Some desperate workers are turning to what is called “Banque Lambert” for financial assistance. I don’t know if the name has any connection with the BBL, but the principle of this “bank” is that any loan is repayable within a month with interest of 50% (per month) and failing repayment the loan shark will not hesitate to incarcerate his creditor with usually a seizure of his meagre belongings. It is difficult to understand how anyone can hope to repay such amounts, but the causes of debt are sometimes so far-fetched that nothing is impossible. For example, in the event of the death of a parent, it is normal to welcome anyone who would wish to assist during the vigil, whether they are a close or less close family member or simply a neighbour. All visitors must be welcomed with dignity, which generally requires the rental of chairs, a music installation (generally more disco than funeral) and the provision of drinks, all of which often represent multiples of the person’s monthly salary, provided the person concerned has a job.

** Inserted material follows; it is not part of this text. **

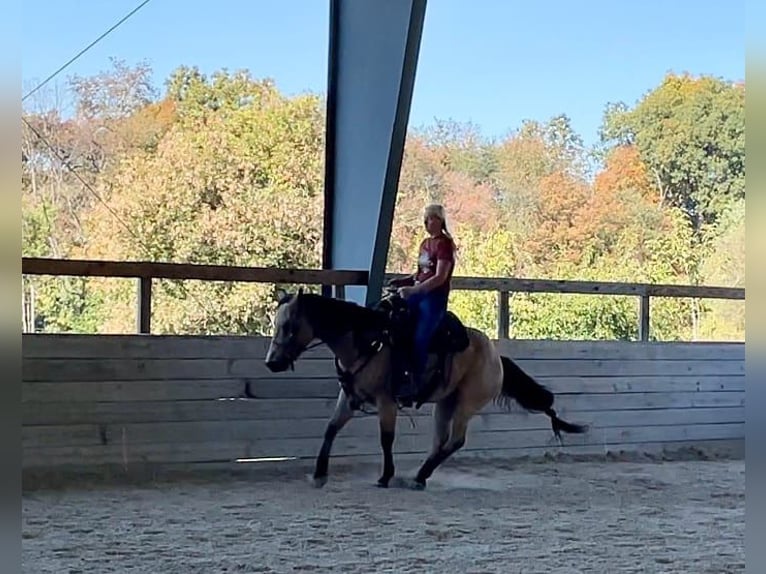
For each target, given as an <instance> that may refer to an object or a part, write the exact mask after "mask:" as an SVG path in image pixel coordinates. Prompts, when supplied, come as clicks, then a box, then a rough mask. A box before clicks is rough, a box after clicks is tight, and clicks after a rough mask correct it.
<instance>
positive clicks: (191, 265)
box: [21, 257, 745, 299]
mask: <svg viewBox="0 0 766 574" xmlns="http://www.w3.org/2000/svg"><path fill="white" fill-rule="evenodd" d="M21 272H22V274H24V275H69V276H76V277H154V278H164V279H197V280H206V281H254V282H261V283H305V284H317V285H366V284H367V280H368V277H367V272H366V271H361V270H321V269H276V268H273V267H238V266H231V265H203V264H192V263H160V262H154V261H98V260H85V259H53V258H44V257H22V258H21ZM390 277H394V275H388V276H387V278H390ZM452 281H453V288H454V289H469V290H483V291H518V292H526V293H584V294H594V295H602V294H604V295H653V296H663V297H699V298H720V299H744V298H745V289H743V288H734V287H719V286H696V285H661V284H650V283H617V282H608V281H568V280H549V279H519V278H496V277H455V278H453V280H452Z"/></svg>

Finally, it is unfortunately all too often the case that a person exceeds all his or her possibilities from financial sources (salary, loans, donations and others) and finds himself or herself in a situation where a repayment is simply impossible. These people either end up in jail (which only worsens their financial situation and solves nothing), or they flee, abandoning wife and children to start a new life elsewhere. Contrary to what one might think, it is not necessarily our employees with the lowest salaries who disappear into the wild in this way, probably because those with higher incomes may think they can take more risks with loans and financial commitments.
Don’t worry, we have not yet been too influenced by Congolese financial management and should not have to ask you to “give the money”.